Pomologically, the apple mutates easily, producing deeper red "sports" that breeders repeatedly selected for visual appeal. Thicker skins reduce bruising, and lower acidity allowed the fruit to taste mild even after months in cold storage, which is where apples live, sometime for months, between harvest and consumption, like a high-tech cellar, allowing them to be sold year-round. In other words, these apples were bred to be bad. They are a system artifact, optimized by a food system that values shippable consistency and shelf life over gustatory delectability or real-recipe kitchen performance. Red Delicious could survive long supply chains and aesthetically dominated supermarket displays, becoming synonymous with apples themselves, even as they eroded culinary usefulness. 

This botanical and marketing evolution flattened public expectations of what an apple should be. As shipping and cold storage technologies improved in the mid-20th century, people moved away from eating apples off the old tree in the back yard, or from their local farmer, and toward shelf-stable, overly waxed, homogenous fruits. Red Delicious became the default reference point. The more ephemeral qualities that once defined apples, their sharpness, fragrance, even their very imperfections, fell out of the mainstream desirability. Supermarket experiences and branding trained shoppers and eaters to equate redness with ripeness, and uniformity with quality. Apples that bruised easily, or ripened unevenly, or tasted tartly assertive, were gradually sidelined.
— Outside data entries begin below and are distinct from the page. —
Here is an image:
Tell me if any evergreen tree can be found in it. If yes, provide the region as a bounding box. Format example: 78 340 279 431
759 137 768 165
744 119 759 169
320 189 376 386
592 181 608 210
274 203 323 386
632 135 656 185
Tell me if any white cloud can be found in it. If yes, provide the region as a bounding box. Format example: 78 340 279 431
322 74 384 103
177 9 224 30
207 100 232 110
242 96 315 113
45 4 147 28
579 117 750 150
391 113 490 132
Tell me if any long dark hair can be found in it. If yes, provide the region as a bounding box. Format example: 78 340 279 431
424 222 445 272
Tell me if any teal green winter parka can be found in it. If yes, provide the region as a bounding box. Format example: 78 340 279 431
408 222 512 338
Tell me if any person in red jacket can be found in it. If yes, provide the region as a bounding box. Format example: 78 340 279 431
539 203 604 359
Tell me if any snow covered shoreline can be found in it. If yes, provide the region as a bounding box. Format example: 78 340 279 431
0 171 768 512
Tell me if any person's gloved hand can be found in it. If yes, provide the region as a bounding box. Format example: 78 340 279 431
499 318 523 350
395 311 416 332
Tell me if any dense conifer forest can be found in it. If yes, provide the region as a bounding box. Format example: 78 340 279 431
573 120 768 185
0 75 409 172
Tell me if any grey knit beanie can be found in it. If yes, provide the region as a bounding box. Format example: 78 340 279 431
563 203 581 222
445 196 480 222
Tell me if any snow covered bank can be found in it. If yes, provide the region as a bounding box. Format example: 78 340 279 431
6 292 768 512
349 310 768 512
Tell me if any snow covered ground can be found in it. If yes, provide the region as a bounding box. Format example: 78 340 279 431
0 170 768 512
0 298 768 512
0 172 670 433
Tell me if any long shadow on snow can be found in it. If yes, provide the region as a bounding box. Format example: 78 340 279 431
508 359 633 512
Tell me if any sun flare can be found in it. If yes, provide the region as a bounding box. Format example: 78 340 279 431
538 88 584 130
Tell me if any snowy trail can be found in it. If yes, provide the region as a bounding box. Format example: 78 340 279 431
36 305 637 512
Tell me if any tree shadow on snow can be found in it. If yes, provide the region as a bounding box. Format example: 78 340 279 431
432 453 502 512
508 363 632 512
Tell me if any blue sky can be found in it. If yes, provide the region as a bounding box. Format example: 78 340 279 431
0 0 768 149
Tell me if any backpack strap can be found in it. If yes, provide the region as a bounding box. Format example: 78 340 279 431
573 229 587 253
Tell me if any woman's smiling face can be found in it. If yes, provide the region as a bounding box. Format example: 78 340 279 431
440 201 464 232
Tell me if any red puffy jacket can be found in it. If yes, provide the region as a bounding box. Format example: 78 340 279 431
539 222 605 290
The apple that lost its bite

The decline of Red Delicious in the kitchen mirrors its broader trajectory in American agriculture. At its peak in the 1980s, it dominated commercial orchards; in the big apple state of Washington, where 60% of the nations apples are grown, it once accounted for an incredible three quarters of the harvest. As consumer tastes shifted and better-tasting varieties gained ground, the Red Delicious lost its cultural authority. Once considered the king of American apples, reigning for over fifty years, so highly prized for its conical shape and distinctively stackable coke-bottle bottom, it's now relegated to the butt of jokes, wrapped in plastic at the continental breakfast spread of a highway hotel, and generally considered a bottom-tier facsimile of an important national symbol and commodity crop.

If you had a disappointing, mealy experience with a bad, boring apple in the past, consider reconsidering the fruit. Finding the one you like best is a joyful undertaking that requires the sampling an actually delicious cornucopia. For bakers who want predictable, toothsome results, just pick a different kind of apple, and there's a lot of good ones to choose from. George shares that her "go-to recommendations for baking with apples are Golden Delicious, Granny Smith, and Honeycrisp. Each has a different level of acidity and a slightly different texture once baked, but all have given me consistently delicious apple pies." 

These varieties work so well in pies because they haven't had their personalities bred out. Their firm flesh holds up, and their acidity acts as scaffolding, keeping flavors vivid as the water content cooks away and the sugars intensify. Baking magnifies an apple's inherent traits instead of disguising them, which is why varieties optimized for storage, transport, and visual uniformity tend to fall apart once exposed to sustained heat.